Securing Prometheus API and UI endpoints using basic auth

Prometheus does not directly support basic authentication (aka “basic auth”) for connections to the Prometheus expression browser and HTTP API. If you’d like to enforce basic auth for those connections, we recommend using Prometheus in conjunction with a reverse proxy and applying authentication at the proxy layer. You can use any reverse proxy you like with Prometheus, but in this guide we’ll provide an nginx example.

NOTE: Although basic auth connections to Prometheus instances are not supported, basic auth is supported for connections from Prometheus instances to scrape targets.

nginx example

Let’s say that you want to run a Prometheus instance behind an nginx server running on localhost:12321, and for all Prometheus endpoints to be available via the /prometheus endpoint. The full URL for Prometheus’ /metrics endpoint would thus be:

  1. http://localhost:12321/prometheus/metrics

Let’s also say that you want to require a username and password from all users accessing the Prometheus instance. For this example, use admin as the username and choose any password you’d like.

First, create a .htpasswd file to store the username/password using the htpasswd tool and store it in the /etc/nginx directory:

  1. mkdir -p /etc/nginx
  2. htpasswd -c /etc/nginx/.htpasswd admin

NOTE: This example uses /etc/nginx as the location of the nginx configuration files, including the .htpasswd file, but this will vary based on the installation. Other common nginx config directories include /usr/local/nginx/conf and /usr/local/etc/nginx.

nginx configuration

Below is an example nginx.conf configuration file (stored at /etc/nginx/.htpasswd). With this configuration, nginx will enforce basic auth for all connections to the /prometheus endpoint (which proxies to Prometheus):

  1. http {
  2. server {
  3. listen 12321;
  4. location /prometheus/ {
  5. auth_basic "Prometheus";
  6. auth_basic_user_file /etc/nginx/.htpasswd;
  7. proxy_pass http://localhost:9090/;
  8. }
  9. }
  10. }
  11. events {}

Start nginx using the configuration from above:

  1. nginx -c /etc/nginx/nginx.conf

Prometheus configuration

When running Prometheus behind the nginx proxy, you’ll need to set the external URL to http://localhost:12321/prometheus and the route prefix to /:

  1. prometheus \
  2. --config.file=/path/to/prometheus.yml \
  3. --web.external-url=http://localhost:12321/prometheus \
  4. --web.route-prefix="/"

Testing

You can use cURL to interact with your local nginx/Prometheus setup. Try this request:

  1. curl --head http://localhost:12321/prometheus/graph

This will return a 401 Unauthorized response because you’ve failed to supply a valid username and password. The response will also contain a WWW-Authenticate: Basic realm="Prometheus" header supplied by nginx, indicating that the Prometheus basic auth realm, specified by the auth_basic parameter for nginx, is enforced.

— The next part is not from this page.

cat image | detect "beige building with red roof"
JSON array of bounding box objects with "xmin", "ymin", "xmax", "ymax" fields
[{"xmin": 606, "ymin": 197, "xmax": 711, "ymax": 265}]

To successfully access Prometheus endpoints using basic auth, for example the /metrics endpoint, supply the proper username using the -u flag and supply the password when prompted:

  1. curl -u admin http://localhost:12321/prometheus/metrics
  2. Enter host password for user 'admin':

That should return Prometheus metrics output, which should look something like this:

  1. # HELP go_gc_duration_seconds A summary of the GC invocation durations.
  2. # TYPE go_gc_duration_seconds summary
  3. go_gc_duration_seconds{quantile="0"} 0.0001343
  4. go_gc_duration_seconds{quantile="0.25"} 0.0002032
  5. go_gc_duration_seconds{quantile="0.5"} 0.0004485
  6. ...

Summary

In this guide, you stored a username and password in a .htpasswd file, configured nginx to use the credentials in that file to authenticate users accessing Prometheus’ HTTP endpoints, started up nginx, and configured Prometheus for reverse proxying.